John Reaney

SWLA member 1987 – 2019

After a certain amount of encouragement from birding friends and a couple of successful exhibitions at the RSPB Portslade office, John gave up his day job of eighteen years as a draughtsman in the electronics industry, to become a freelance artist. He had studied art at evening classes for three years where he was able to experiment with various media, before finally plumping for pastels. This proved to be a good choice, ideally suited to his favourite subjects, evening landscapes where colours merge, form softens and outlines blur.

In the field, John would make meticulous sketches of the landscape with details and written notes of its various elements and of course of the mammal or bird subjects. Back in his home in Brighton he would carefully compose his painting, skilfully placing the elements and subject to faithfully reflect his memory of the encounter.
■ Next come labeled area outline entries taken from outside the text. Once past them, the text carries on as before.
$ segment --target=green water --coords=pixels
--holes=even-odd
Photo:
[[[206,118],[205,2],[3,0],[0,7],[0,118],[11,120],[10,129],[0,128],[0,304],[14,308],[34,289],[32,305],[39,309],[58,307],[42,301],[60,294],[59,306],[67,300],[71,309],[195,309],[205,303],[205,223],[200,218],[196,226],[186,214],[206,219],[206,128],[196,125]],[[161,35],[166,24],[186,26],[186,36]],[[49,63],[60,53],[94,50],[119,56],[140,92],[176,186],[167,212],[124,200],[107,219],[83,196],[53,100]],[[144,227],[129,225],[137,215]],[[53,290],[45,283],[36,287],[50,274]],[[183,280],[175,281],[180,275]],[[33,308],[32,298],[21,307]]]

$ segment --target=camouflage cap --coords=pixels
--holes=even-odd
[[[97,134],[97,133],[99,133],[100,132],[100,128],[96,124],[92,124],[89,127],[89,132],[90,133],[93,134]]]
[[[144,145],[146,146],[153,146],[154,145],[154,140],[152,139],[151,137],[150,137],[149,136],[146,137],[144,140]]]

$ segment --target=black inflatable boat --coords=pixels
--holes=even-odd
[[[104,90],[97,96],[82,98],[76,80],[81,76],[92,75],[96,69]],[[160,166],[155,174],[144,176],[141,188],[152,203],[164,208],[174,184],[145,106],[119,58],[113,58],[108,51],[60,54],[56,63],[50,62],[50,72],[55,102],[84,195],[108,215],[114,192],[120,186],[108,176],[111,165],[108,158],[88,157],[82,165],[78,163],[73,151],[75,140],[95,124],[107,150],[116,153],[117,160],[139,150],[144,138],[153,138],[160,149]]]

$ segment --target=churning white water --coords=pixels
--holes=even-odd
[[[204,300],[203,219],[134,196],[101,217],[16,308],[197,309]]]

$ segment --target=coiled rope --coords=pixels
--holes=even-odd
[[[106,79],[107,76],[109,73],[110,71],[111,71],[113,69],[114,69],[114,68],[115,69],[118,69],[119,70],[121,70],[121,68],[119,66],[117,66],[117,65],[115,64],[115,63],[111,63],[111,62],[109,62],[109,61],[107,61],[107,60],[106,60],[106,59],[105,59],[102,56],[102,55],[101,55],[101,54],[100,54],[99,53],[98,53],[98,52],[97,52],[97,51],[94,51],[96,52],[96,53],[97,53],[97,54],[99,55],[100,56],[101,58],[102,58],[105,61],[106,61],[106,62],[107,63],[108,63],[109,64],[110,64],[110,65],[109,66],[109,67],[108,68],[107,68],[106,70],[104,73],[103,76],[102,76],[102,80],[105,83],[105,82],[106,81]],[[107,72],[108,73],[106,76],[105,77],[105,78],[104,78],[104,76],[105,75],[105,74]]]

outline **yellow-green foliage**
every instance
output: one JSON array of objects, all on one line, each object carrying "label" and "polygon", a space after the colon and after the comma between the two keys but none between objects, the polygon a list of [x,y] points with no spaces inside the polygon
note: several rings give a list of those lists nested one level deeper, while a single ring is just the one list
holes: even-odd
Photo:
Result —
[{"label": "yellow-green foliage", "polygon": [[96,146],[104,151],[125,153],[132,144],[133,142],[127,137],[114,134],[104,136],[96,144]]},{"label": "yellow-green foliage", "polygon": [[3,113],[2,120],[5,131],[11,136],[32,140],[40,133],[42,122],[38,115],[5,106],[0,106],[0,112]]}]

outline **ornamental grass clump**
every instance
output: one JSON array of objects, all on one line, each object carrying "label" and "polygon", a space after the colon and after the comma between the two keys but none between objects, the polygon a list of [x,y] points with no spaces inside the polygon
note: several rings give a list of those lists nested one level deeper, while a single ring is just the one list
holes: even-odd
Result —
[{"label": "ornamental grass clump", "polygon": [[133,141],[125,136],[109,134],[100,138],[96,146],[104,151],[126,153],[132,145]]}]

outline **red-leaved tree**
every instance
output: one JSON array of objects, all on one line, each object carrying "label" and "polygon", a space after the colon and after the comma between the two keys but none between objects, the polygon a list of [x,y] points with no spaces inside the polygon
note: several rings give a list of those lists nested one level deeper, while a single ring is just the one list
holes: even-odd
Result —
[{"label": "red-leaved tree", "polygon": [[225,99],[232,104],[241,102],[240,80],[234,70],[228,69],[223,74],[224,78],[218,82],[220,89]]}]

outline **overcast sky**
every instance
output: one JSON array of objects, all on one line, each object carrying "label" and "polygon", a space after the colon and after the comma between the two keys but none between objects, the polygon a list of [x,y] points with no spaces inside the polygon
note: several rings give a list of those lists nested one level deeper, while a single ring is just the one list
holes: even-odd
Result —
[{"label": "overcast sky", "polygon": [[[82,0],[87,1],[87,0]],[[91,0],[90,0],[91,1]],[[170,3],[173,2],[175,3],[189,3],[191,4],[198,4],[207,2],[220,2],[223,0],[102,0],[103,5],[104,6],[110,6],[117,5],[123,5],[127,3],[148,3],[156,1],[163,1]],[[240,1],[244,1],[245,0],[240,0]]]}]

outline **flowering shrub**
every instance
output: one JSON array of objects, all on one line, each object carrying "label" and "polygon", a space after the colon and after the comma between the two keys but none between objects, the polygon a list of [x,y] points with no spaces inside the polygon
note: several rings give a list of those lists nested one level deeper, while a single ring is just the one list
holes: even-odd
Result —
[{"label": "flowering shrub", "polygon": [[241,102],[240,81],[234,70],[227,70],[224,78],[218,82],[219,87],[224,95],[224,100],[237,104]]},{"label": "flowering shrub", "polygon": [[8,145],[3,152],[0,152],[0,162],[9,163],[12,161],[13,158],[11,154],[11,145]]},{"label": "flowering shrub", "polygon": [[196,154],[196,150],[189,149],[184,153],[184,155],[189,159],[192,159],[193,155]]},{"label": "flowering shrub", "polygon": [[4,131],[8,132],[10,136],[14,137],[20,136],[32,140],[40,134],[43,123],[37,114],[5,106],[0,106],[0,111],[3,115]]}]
Landscape and animal subject were conceived together, both having equal importance. John had a way of drawing you the viewer in, you were there with him, sitting quietly in the corner of the field in the fading light, absorbing the atmosphere, awaiting the emergence of a badger, or for a fox to slip silently down the hedge line.

The influence of his favourite painters, the Impressionists, can be seen in John’s pastels. He would work on toned pastel paper, building the image from touches of colour to create a surface that vibrates.
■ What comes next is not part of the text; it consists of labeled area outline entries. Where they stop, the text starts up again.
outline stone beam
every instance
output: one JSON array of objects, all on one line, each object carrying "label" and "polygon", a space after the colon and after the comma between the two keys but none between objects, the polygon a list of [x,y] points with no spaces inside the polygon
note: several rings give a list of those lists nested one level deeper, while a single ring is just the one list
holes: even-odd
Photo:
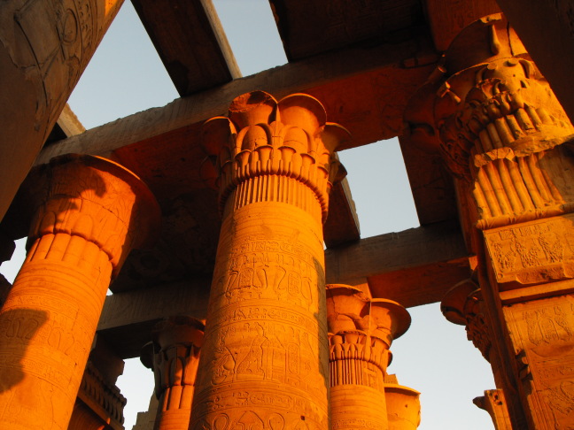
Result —
[{"label": "stone beam", "polygon": [[161,319],[187,315],[205,320],[210,283],[210,279],[198,278],[108,296],[97,334],[121,358],[139,357],[141,348],[151,341],[151,329]]},{"label": "stone beam", "polygon": [[290,61],[365,40],[394,40],[423,20],[416,0],[269,0]]},{"label": "stone beam", "polygon": [[[374,297],[417,306],[441,300],[468,278],[468,259],[458,227],[438,223],[327,250],[327,283],[368,284]],[[98,334],[122,358],[137,357],[161,319],[181,314],[204,319],[209,287],[204,278],[108,296]]]},{"label": "stone beam", "polygon": [[500,12],[496,0],[426,0],[424,3],[432,40],[441,51],[446,50],[453,39],[469,24]]},{"label": "stone beam", "polygon": [[132,3],[180,96],[241,77],[211,0]]},{"label": "stone beam", "polygon": [[422,226],[457,218],[453,179],[437,151],[423,150],[407,136],[399,138]]},{"label": "stone beam", "polygon": [[254,88],[277,97],[294,92],[317,97],[328,118],[351,132],[353,146],[390,139],[402,131],[407,101],[434,66],[437,57],[427,42],[416,38],[359,46],[237,79],[65,139],[45,148],[36,165],[69,152],[110,157],[121,148],[139,148],[136,144],[143,142],[149,145],[161,142],[157,150],[162,152],[180,154],[182,147],[183,157],[190,150],[186,148],[197,146],[199,127],[206,119],[225,114],[229,100]]},{"label": "stone beam", "polygon": [[364,286],[406,307],[435,303],[469,275],[459,227],[441,222],[325,251],[328,284]]}]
I first met John in the 1970s when he started showing his work in an annual exhibition and sale of Wildlife Art which I organised for the Sussex Wildlife Trust at their headquarters at Woods Mill, Henfield. His work looked good on the walls of the ancient mill and mill house and we sold several.
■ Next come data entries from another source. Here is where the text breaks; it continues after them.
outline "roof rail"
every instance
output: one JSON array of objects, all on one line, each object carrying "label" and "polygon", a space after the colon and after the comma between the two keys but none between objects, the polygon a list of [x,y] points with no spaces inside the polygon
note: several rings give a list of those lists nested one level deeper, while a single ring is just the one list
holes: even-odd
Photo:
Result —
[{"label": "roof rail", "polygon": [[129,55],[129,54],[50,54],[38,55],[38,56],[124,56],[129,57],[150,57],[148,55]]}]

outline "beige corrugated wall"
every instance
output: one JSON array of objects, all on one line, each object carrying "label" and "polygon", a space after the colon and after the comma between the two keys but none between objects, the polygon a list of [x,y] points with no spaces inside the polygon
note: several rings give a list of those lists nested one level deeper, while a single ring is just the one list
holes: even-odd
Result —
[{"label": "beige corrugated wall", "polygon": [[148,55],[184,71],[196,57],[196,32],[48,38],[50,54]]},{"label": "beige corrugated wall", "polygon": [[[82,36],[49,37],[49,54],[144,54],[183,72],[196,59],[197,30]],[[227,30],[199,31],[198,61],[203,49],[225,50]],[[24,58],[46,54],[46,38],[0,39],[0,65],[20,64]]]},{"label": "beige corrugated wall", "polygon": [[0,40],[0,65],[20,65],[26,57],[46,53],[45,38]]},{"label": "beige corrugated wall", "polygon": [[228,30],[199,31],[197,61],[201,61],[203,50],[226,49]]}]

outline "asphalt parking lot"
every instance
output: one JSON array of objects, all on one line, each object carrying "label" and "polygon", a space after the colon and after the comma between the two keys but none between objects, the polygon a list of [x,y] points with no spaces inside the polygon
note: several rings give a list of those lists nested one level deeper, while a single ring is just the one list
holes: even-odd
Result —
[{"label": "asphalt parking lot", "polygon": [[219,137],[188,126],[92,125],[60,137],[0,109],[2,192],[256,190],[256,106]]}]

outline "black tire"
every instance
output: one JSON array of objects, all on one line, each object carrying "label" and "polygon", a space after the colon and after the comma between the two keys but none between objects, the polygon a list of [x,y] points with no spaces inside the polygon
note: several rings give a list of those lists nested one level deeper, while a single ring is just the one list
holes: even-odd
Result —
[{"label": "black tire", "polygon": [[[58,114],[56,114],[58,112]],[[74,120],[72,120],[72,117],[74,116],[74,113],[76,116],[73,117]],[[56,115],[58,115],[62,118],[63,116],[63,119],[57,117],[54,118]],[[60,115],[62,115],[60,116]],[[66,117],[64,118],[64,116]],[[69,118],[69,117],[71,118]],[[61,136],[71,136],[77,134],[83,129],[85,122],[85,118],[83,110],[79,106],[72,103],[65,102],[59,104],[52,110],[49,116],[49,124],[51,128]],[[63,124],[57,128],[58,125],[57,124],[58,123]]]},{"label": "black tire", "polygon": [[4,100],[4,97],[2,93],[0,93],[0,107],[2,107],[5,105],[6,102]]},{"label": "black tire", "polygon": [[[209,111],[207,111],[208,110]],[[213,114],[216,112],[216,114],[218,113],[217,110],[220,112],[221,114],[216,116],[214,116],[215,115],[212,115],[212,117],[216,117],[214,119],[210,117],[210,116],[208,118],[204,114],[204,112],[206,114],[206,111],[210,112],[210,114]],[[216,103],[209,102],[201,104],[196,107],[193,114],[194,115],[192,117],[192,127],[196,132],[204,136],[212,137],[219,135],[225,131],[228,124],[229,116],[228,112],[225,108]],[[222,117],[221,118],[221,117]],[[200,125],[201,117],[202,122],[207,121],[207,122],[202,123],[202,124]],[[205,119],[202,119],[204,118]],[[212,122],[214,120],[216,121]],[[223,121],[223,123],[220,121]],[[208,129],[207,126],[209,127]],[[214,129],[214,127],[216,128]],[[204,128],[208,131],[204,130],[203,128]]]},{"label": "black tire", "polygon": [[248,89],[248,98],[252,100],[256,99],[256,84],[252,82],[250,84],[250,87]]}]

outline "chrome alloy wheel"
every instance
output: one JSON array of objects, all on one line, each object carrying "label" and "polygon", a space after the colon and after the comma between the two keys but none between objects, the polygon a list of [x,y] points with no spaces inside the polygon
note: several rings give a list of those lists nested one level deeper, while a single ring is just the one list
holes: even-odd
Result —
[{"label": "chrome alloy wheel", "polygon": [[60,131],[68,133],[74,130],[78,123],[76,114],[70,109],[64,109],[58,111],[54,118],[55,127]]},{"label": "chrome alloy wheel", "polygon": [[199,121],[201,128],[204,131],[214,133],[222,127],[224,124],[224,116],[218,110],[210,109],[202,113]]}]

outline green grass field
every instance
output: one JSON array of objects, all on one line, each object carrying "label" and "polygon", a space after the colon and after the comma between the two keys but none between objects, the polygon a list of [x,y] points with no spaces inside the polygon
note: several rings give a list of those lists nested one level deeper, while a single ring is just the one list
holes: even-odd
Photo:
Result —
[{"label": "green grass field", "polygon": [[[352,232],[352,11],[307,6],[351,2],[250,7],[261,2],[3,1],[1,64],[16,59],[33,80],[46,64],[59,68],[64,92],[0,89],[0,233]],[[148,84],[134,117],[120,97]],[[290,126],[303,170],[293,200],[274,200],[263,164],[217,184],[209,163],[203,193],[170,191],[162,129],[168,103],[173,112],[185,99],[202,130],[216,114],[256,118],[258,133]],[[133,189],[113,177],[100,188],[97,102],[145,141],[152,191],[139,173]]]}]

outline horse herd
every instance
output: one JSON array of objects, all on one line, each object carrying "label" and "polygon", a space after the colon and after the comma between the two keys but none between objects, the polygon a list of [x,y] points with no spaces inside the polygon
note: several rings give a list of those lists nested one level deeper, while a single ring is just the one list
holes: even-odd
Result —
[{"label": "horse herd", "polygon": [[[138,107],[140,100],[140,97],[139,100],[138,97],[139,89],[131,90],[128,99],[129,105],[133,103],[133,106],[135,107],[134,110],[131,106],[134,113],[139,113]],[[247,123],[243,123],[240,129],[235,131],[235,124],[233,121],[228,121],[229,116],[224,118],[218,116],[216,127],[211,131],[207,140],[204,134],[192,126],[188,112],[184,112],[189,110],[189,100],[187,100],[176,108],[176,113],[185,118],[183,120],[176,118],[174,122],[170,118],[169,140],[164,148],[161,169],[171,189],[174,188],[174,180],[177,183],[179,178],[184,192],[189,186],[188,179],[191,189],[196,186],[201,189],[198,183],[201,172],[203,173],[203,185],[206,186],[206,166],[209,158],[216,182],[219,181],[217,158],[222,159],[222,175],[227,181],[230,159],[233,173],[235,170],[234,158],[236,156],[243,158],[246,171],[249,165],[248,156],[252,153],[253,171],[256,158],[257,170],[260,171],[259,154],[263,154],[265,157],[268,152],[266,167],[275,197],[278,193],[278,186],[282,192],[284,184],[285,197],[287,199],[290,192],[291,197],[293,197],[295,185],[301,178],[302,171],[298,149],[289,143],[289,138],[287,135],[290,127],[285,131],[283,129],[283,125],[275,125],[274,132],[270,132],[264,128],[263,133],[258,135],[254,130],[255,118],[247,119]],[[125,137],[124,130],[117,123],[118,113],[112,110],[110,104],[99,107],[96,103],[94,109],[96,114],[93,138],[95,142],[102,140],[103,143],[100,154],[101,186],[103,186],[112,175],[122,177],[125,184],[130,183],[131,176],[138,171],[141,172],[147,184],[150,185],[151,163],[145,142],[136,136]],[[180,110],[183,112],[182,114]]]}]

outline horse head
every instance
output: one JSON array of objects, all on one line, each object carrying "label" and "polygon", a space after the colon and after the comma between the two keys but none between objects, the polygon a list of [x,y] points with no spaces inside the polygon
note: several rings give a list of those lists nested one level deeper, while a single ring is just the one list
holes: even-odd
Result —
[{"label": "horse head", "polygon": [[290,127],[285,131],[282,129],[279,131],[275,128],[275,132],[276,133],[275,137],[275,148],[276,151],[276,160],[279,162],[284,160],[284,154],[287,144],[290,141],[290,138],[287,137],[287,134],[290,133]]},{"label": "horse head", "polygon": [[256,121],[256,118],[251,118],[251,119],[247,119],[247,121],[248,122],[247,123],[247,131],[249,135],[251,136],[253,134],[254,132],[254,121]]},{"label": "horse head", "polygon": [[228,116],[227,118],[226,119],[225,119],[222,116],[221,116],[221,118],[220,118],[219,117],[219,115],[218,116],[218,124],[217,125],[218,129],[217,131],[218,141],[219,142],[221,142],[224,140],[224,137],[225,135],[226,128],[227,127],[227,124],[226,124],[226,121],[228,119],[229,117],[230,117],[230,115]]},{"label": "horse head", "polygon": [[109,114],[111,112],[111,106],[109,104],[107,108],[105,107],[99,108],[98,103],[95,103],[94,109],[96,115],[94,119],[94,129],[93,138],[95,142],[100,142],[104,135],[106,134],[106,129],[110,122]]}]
In 1983 the RSPB commissioned a series of pastels of some of their reserves around the county and they were used in a calendar and a book. Further commissions followed and his watercolours, pastels and pen and ink drawings can be found in a number of publications. 1986 saw the publication of Nicholas Hammond’s lavish book Twentieth Century Wildlife Artists” which included a chapter on John and his work. The same year he had work accepted for the Society of Wildlife Artists Exhibition and the following year he was elected a member.